There are few stars - men or women - who have experienced the level of fame and fortune on television as Julia Louis-Dreyfus. Best known for her work of Seinfeld, she also has served as a cast member of Saturday Night Live and starred on her own series, The New Adventures of Old Christine, for five years.
Now she leads Veep, an HBO series in which she plays the Vice President of the United States, Selina Meyer. Meyer is a real peach of a woman, a nasty piece of work who the actress describes as an "asshole".
"Yeah, she's kind of an asshole," she said. "And I think that comes to me naturally.
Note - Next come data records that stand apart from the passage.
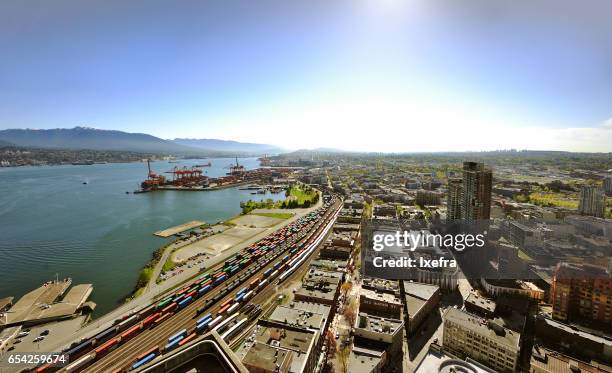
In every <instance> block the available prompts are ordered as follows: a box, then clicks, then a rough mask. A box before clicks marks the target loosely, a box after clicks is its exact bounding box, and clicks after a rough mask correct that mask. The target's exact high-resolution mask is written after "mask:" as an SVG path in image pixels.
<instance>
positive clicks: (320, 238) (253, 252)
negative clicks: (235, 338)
mask: <svg viewBox="0 0 612 373" xmlns="http://www.w3.org/2000/svg"><path fill="white" fill-rule="evenodd" d="M334 202H335V197H334V198H328V199H327V201H326V202H325V203H324V206H323V207H322V208H320V209H318V210H316V211H314V212H311V213H309V214H308V215H305V216H303V217H301V218H299V219H297V220H296V221H295V222H293V223H291V224H289V225H287V226H285V227H283V228H282V229H280V230H278V231H276V232H275V233H273V234H271V235H269V236H268V237H266V238H264V239H262V240H260V241H258V242H256V243H254V244H252V245H250V246H248V247H247V248H246V249H244V250H242V251H241V252H239V253H237V254H235V255H234V256H233V257H231V258H229V259H227V260H226V261H225V262H224V263H223V265H221V266H218V267H216V269H215V270H214V271H211V272H207V273H204V274H201V275H200V276H198V277H196V279H195V280H194V281H192V282H191V283H189V284H188V285H185V286H183V287H181V288H180V289H178V290H176V291H175V292H174V293H172V294H169V295H167V296H165V297H164V298H162V300H160V301H158V302H157V303H155V304H151V305H149V306H147V307H145V308H144V309H142V310H140V311H139V312H136V313H130V314H127V315H124V316H123V317H121V318H120V319H118V320H116V321H115V323H114V325H113V326H111V327H109V328H107V329H105V330H104V331H102V332H100V333H98V334H96V335H94V336H93V337H90V338H86V339H83V340H81V341H80V342H77V343H73V344H72V345H71V346H70V347H69V348H68V349H66V350H65V351H64V354H66V355H68V357H69V360H70V361H71V363H70V364H69V365H67V366H66V367H65V371H66V372H76V371H80V370H82V369H84V368H85V367H87V366H89V365H90V364H91V363H93V362H94V361H96V360H98V359H100V358H101V357H103V356H105V355H106V354H108V353H109V352H110V351H112V350H113V349H115V348H116V347H117V346H119V345H121V344H123V343H125V342H127V341H128V340H130V339H131V338H132V337H134V336H136V335H138V334H139V333H140V332H142V331H143V330H145V329H150V328H155V327H156V326H157V325H159V324H160V323H162V322H163V321H165V320H166V319H168V318H170V317H171V316H172V315H173V314H175V313H176V312H179V311H180V310H181V309H183V308H185V307H186V306H187V305H189V304H190V303H192V302H193V301H194V300H195V299H197V298H199V297H201V296H203V295H205V294H208V293H209V292H211V291H212V290H213V289H217V288H219V292H218V293H217V294H216V295H215V296H214V297H212V298H210V299H208V300H207V301H206V302H205V303H204V305H203V306H202V307H200V308H198V309H197V310H196V317H197V315H200V314H202V313H203V312H205V311H206V309H208V308H210V307H211V306H212V305H213V304H216V303H218V302H219V301H221V299H223V298H224V297H225V296H226V295H227V294H229V293H230V292H231V291H233V290H234V289H235V288H237V287H238V286H240V285H241V284H247V286H244V287H243V288H242V289H241V290H240V291H239V292H238V293H237V294H236V296H235V297H234V298H229V299H228V300H227V301H225V302H224V303H223V304H222V305H221V306H220V308H219V311H218V312H217V314H216V316H215V317H214V318H213V317H212V315H210V314H208V315H207V316H209V317H203V318H200V319H199V320H198V322H197V324H196V328H195V330H194V331H193V332H192V333H191V334H187V335H182V336H181V337H177V338H176V339H173V340H172V341H168V344H166V346H164V348H163V349H160V348H159V347H156V348H155V350H154V351H153V350H151V351H147V352H148V353H146V354H141V355H140V356H139V357H138V358H137V359H136V361H135V362H134V365H133V366H132V368H134V369H135V368H137V367H140V366H142V365H145V364H146V363H148V362H150V361H152V360H153V359H155V358H156V357H157V356H159V354H160V353H161V352H162V350H163V352H166V351H170V350H172V349H174V348H176V347H178V346H182V345H183V344H185V343H187V342H188V341H190V340H192V339H194V338H195V337H196V335H197V334H198V333H204V332H207V331H210V330H212V329H215V330H218V331H220V332H222V331H223V330H219V329H223V328H225V326H227V325H229V323H230V322H231V320H233V319H234V318H236V317H237V316H238V311H239V309H240V308H241V307H242V306H243V305H244V304H246V302H247V301H248V300H249V299H251V298H252V297H253V296H254V295H255V294H256V293H257V292H258V291H260V290H261V289H263V288H264V287H265V286H266V285H268V284H269V283H271V282H272V281H274V280H276V279H277V277H278V280H279V282H282V281H284V280H285V279H286V278H287V277H288V276H289V275H290V274H291V273H292V272H293V271H294V270H295V269H296V268H297V267H299V265H300V264H301V263H302V262H303V261H304V260H305V259H306V258H308V256H309V255H310V254H311V253H312V252H313V251H314V250H315V249H316V247H317V246H318V244H319V243H320V242H321V240H322V239H323V237H324V236H325V234H324V233H326V232H327V231H328V230H329V228H330V227H331V225H332V224H333V221H334V220H335V217H336V216H337V214H338V213H339V210H337V211H334V212H332V213H328V212H329V211H328V210H329V208H330V207H331V206H332V205H333V203H334ZM321 227H323V234H320V235H319V236H315V231H316V232H319V230H320V228H321ZM305 232H308V233H305ZM298 241H301V242H298ZM287 250H289V253H288V254H285V255H283V256H282V257H281V258H280V259H278V260H277V261H276V262H274V264H273V266H272V267H271V268H269V269H267V270H266V271H265V272H264V273H263V275H262V276H261V277H259V278H256V279H253V280H251V281H250V282H247V280H249V278H250V277H251V276H252V275H253V274H255V273H257V272H258V271H260V270H261V268H263V267H264V266H266V265H267V263H269V262H271V261H273V260H274V259H276V258H279V257H280V256H281V255H282V254H283V253H285V252H287ZM253 263H255V265H251V264H253ZM249 266H250V268H249V269H248V270H247V271H245V272H244V273H242V274H241V275H240V276H237V274H238V273H239V272H240V270H243V269H245V268H247V267H249ZM234 277H236V278H234ZM230 279H231V281H229V280H230ZM259 313H261V308H260V307H259V306H256V307H255V308H252V309H250V310H249V312H245V314H247V316H248V317H247V318H244V319H242V320H240V321H238V322H237V323H236V324H235V325H233V326H232V327H231V328H230V329H228V330H227V332H225V333H224V334H223V335H224V336H225V337H224V339H226V338H231V337H232V336H233V335H234V333H235V332H237V330H238V328H235V327H236V325H237V324H238V323H240V324H241V325H242V324H243V323H244V322H246V320H247V319H248V320H251V319H252V318H251V317H252V315H253V314H256V315H258V314H259ZM224 314H227V316H225V317H226V319H225V320H224ZM255 317H256V316H255ZM230 318H231V319H230ZM234 328H235V329H234ZM230 331H231V333H230ZM182 332H183V331H181V333H180V334H183V333H182ZM185 333H186V331H185ZM57 369H58V368H57V367H54V366H51V365H42V366H39V367H38V368H36V369H35V371H36V372H47V371H54V370H57Z"/></svg>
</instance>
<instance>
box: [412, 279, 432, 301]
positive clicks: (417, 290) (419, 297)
mask: <svg viewBox="0 0 612 373" xmlns="http://www.w3.org/2000/svg"><path fill="white" fill-rule="evenodd" d="M439 290H440V287H439V286H437V285H430V284H424V283H421V282H412V281H404V293H405V294H406V295H411V296H413V297H416V298H419V299H422V300H428V299H429V298H431V297H433V296H434V294H436V292H438V291H439Z"/></svg>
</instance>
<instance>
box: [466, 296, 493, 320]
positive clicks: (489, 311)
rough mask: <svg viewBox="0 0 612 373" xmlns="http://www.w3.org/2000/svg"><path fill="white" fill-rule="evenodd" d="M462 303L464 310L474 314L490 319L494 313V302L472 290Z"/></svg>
mask: <svg viewBox="0 0 612 373" xmlns="http://www.w3.org/2000/svg"><path fill="white" fill-rule="evenodd" d="M464 305H465V309H466V311H468V312H471V313H473V314H475V315H480V316H483V317H486V318H489V319H491V318H493V316H494V314H495V302H494V301H493V300H491V299H489V298H485V297H482V296H480V295H478V294H476V293H474V292H472V293H470V295H468V297H467V298H466V299H465V302H464Z"/></svg>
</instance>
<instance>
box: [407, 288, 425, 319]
mask: <svg viewBox="0 0 612 373" xmlns="http://www.w3.org/2000/svg"><path fill="white" fill-rule="evenodd" d="M425 303H427V302H426V301H425V300H423V299H421V298H417V297H415V296H412V295H410V294H407V295H406V308H407V309H408V317H409V318H412V317H414V315H416V314H417V313H419V312H420V311H421V309H422V308H423V307H424V306H425Z"/></svg>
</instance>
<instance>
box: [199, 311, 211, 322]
mask: <svg viewBox="0 0 612 373" xmlns="http://www.w3.org/2000/svg"><path fill="white" fill-rule="evenodd" d="M211 318H212V314H211V313H207V314H206V315H204V316H203V317H201V318H200V319H198V321H196V324H201V323H202V322H204V321H206V319H211Z"/></svg>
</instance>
I didn't say to myself, 'I'm going to play an asshole,' because you can't start there. That wasn't the intention. But she's extremely driven, extremely vain, narcissistic and all of that stuff gets in front of her good intentions, which are somewhere down there. Deep, deep down. She doesn't mean to do the wrong things. It's a dog-eat-dog world and she feels that. I'm not going to say she's a victim -- she's not -- but she's definitely reacting to a political universe she's been a part of for twenty-something years."
Joining the program this year is Gary Cole, playing a nemesis to Meyers.
"Oh, what a nice guy he is! Both Gary and Kevin [Dunn], I've known them for years and years, so it was a complete treat to work with both of them all season long. Gary Cole plays a senior strategist to (president of the United States), this sort of Dick Morris, James Carville type. He's without emotion and is just a numbers guy. That's all he does. It's really fun, he did it brilliantly," Louis-Dreyfus said.
While the show paints politics in a negative light, the actress does not shame its cynicism.
"No, I'm not. I'm a hopeful person. Our intention is not to skewer politics so that people lose hope or something -- our intention is to make a funny show," she said. "Irony and sarcasm are of course a part of that ... If we were depicting an earnest place where people were trying their absolute best to do the absolute right thing all the time -- believe me, I know for a fact that those people exist in Washington -- I'm not sure how funny that would be. So, I think that's probably why you don't need a lot of characters quite like that in the show. But I do believe those people are all over the place in Washington. I have nothing but the utmost respect and admiration for what they do. It's a huge sacrifice and service that those people do."
The series returns tonight at 10 p.m. to begin its second season.